Died in Deadwood, Black Hills, August 2, 1876, from the effects of a pistol shot, J. B. Hickock[sic] (Wild Bill) formerly of Cheyenne, Wyoming. Funeral services will be held at Charlie Utter's Camp, on Thursday afternoon, August 3, 1876, at 3 o'clock, P. M. All are respectfully invited to attend.

Attendance at the funeral was heavy, and Utter had Hickok buried with a wooden grave marker which read:

Wild Bill, J. B. Hickock[sic] killed by the assassin Jack McCall in Deadwood, Black Hills, August 2d, 1876. Pard, we will meet again in the happy hunting ground to part no more. Good bye, Colorado Charlie, C. H. Utter.

Utter left for Colorado, but returned in 1879 to have Hickok reinterred, at Calamity Jane's urging, in a 10-foot-square plot at the Mount Moriah Cemetery, surrounded by a cast-iron fence and with an American flag in the ground.

Later that year, Utter opened a dance hall in Lead, a company town far more sedate than its raucous, rollicking neighbor, Deadwood. The dance hall's "boisterous music and scandalous cancan dancing" earned Charlie an appearance before the honorable Gideon C. Moody. Charlie was convicted of "operating a nuisance", but because he had already closed the establishment, Judge Moody sentenced him to a mere one hour in jail. He was also fined $50 on the charge of disturbing the peace.

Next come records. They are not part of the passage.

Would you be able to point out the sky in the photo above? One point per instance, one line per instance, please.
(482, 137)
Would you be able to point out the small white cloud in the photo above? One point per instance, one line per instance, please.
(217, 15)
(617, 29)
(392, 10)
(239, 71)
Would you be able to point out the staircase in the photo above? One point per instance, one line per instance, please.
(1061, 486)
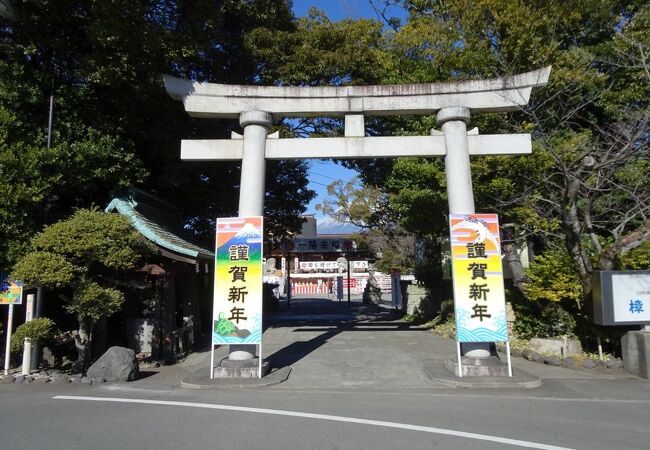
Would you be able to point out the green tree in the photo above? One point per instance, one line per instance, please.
(114, 124)
(84, 253)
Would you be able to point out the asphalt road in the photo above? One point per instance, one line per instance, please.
(560, 415)
(360, 385)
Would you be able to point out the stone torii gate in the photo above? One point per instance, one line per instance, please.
(452, 102)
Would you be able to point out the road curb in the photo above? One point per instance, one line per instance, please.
(519, 379)
(201, 380)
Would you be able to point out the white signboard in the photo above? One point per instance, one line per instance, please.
(321, 245)
(631, 297)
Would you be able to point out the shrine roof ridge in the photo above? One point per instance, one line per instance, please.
(223, 100)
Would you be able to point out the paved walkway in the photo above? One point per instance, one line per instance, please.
(330, 345)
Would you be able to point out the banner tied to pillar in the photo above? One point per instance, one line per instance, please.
(237, 306)
(11, 292)
(479, 297)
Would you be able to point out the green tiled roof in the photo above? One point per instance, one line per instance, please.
(157, 221)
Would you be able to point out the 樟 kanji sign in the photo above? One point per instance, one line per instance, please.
(11, 292)
(237, 307)
(479, 298)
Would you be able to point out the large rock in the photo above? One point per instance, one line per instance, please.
(117, 364)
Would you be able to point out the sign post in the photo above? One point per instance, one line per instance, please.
(27, 348)
(479, 294)
(11, 293)
(237, 307)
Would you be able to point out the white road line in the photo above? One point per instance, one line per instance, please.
(279, 412)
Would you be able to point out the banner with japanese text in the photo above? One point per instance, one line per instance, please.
(237, 307)
(11, 292)
(479, 296)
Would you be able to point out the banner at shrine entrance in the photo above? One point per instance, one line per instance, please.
(237, 306)
(479, 297)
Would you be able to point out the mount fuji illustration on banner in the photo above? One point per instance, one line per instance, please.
(237, 307)
(479, 296)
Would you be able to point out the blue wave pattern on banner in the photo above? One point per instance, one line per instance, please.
(497, 332)
(253, 338)
(483, 335)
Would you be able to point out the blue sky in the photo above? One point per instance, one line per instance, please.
(322, 173)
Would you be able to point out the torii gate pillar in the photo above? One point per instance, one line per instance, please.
(251, 190)
(460, 196)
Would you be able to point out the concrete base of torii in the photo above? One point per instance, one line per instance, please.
(247, 368)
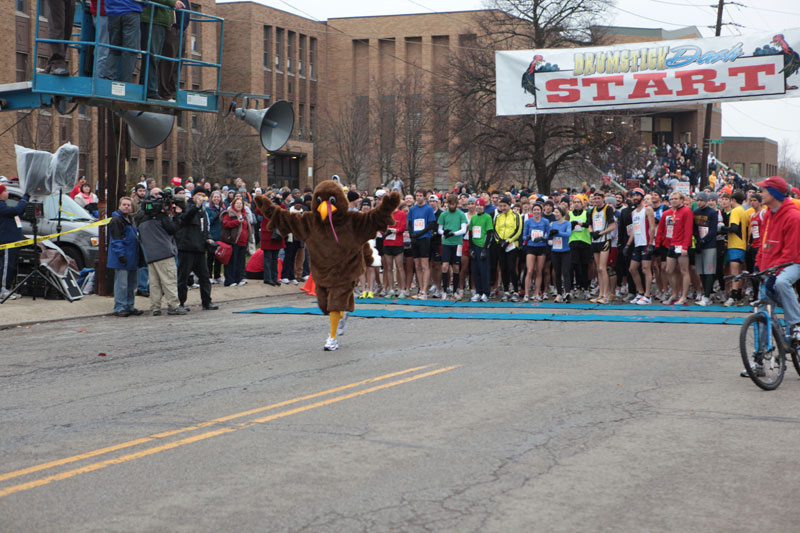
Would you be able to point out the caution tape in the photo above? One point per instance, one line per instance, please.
(28, 242)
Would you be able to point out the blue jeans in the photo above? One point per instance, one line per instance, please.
(234, 270)
(480, 269)
(123, 30)
(101, 30)
(784, 286)
(156, 44)
(124, 289)
(143, 283)
(271, 266)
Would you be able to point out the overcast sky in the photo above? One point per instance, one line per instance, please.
(776, 119)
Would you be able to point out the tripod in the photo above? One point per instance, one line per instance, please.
(30, 212)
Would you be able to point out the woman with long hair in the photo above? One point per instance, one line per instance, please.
(214, 208)
(235, 221)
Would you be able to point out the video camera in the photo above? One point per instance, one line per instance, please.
(155, 204)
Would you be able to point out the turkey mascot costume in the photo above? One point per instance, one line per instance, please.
(337, 245)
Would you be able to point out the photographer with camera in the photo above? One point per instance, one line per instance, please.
(192, 240)
(10, 231)
(156, 235)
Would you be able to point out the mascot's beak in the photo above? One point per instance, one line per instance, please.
(325, 209)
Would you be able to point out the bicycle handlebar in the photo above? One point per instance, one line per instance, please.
(761, 274)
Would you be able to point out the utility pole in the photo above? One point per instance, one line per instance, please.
(709, 111)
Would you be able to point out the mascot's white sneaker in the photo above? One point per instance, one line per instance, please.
(342, 324)
(331, 344)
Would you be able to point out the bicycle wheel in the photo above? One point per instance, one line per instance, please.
(765, 367)
(796, 360)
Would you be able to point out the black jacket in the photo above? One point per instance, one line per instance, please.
(156, 236)
(192, 231)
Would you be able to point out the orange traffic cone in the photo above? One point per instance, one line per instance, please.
(310, 287)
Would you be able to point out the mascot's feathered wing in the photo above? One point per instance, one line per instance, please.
(337, 244)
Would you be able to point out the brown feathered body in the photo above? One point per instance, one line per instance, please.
(335, 266)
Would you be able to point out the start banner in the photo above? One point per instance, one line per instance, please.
(643, 75)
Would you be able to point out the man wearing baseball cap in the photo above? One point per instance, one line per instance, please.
(780, 244)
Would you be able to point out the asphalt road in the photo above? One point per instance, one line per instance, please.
(224, 422)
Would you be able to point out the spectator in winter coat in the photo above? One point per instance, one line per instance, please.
(192, 239)
(238, 232)
(123, 257)
(271, 243)
(214, 209)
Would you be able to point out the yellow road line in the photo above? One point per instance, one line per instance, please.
(222, 431)
(136, 442)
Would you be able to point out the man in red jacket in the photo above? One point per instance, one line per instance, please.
(780, 243)
(678, 255)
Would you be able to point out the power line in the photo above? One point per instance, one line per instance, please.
(647, 18)
(771, 126)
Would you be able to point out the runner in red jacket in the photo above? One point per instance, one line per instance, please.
(678, 255)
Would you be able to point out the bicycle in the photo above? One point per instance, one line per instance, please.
(764, 355)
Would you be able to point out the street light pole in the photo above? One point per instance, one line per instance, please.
(709, 111)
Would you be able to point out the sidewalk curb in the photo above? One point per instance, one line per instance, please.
(15, 325)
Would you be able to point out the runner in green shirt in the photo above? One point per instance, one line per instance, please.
(480, 230)
(452, 227)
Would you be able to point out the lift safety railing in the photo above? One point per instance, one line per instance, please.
(130, 93)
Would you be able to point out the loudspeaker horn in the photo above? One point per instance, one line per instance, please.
(273, 124)
(147, 130)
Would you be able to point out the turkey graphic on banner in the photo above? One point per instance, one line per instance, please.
(645, 75)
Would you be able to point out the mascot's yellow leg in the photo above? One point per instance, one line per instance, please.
(335, 317)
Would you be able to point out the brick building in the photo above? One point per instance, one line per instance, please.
(323, 69)
(752, 157)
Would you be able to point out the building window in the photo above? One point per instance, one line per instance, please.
(278, 48)
(312, 58)
(302, 58)
(22, 66)
(301, 113)
(290, 52)
(268, 47)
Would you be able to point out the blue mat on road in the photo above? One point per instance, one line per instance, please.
(549, 305)
(466, 315)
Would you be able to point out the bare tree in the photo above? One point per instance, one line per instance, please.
(225, 148)
(788, 165)
(544, 142)
(413, 121)
(345, 137)
(385, 120)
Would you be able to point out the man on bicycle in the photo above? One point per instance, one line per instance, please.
(781, 244)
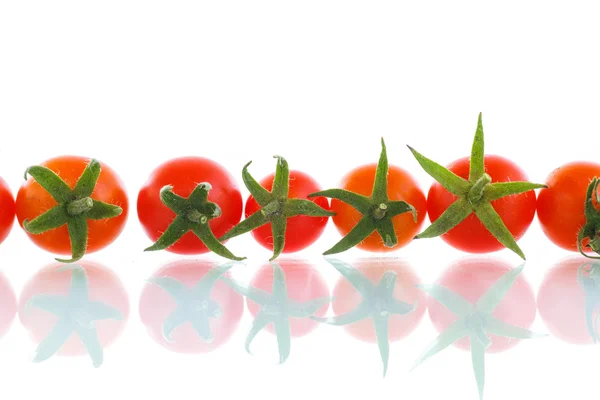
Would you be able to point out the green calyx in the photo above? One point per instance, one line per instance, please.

Utter was back in Deadwood by the fall of the year. He opened another dance hall and also managed one of Deadwood's theaters. On September 26, 1879, a fire devastated Deadwood, destroying more than 300 buildings (including Charlie's dance hall and the theater he managed) and consuming the belongings of many inhabitants.

== After Deadwood ==
Following the destructive fire, Deadwood ceased to be a frontier town where fortunes could be built (or rebuilt) from nothing, and the newly impoverished left to try their luck in other gold rushes. Utter followed, first to Leadville, Colorado, in February 1880; then Durango, Colorado, having separated or divorced from his wife; then Socorro, New Mexico. There, he opened a saloon and was reported to have a relationship with faro dealer Minnie Fowler. Utter's biographer, Agnes Wright Spring, traced him to Panama in the early 1900s. By then losing his eyesight, he owned drugstores in Panama City and Colón.
According to ship manifests, Utter made several trips back and forth between the United States and Panama in 1888, 1891, 1905, 1910, and 1912, each listing his occupation as a "druggist". He finally returned to Panama in 1913.

== Personality ==
Utter was 5 ft 6 in and was reported as being meticulous in his appearance, which was unusual for that place and time. He had long, black hair and a moustache, wore hand-tailored, fringed buckskins, fine linen shirts, beaded moccasins, and a large, silver belt buckle and carried a pair of gold, silver, and pearl ornamented pistols. He would allow nobody into his tent, even Hickok, on pain of being shot; in his tent, he slept under high-quality blankets, imported from California and carried with him mirrors, combs, razors, and whisk brooms. He was also known for his habit of bathing daily.

== In popular culture ==
Utter is portrayed by Dayton Callie in the HBO television series Deadwood and Deadwood: The Movie. Contrary to the meticulous historical Utter, the character is portrayed as rough-mannered and often unkempt in his appearance. The film, set in 1889, shows the character still living in Deadwood, although the historical Charlie Utter had moved back to Colorado in 1880. The film also shows Utter being murdered in 1889 by henchmen sent by George Hearst after Utter declined to sell his land to Hearst.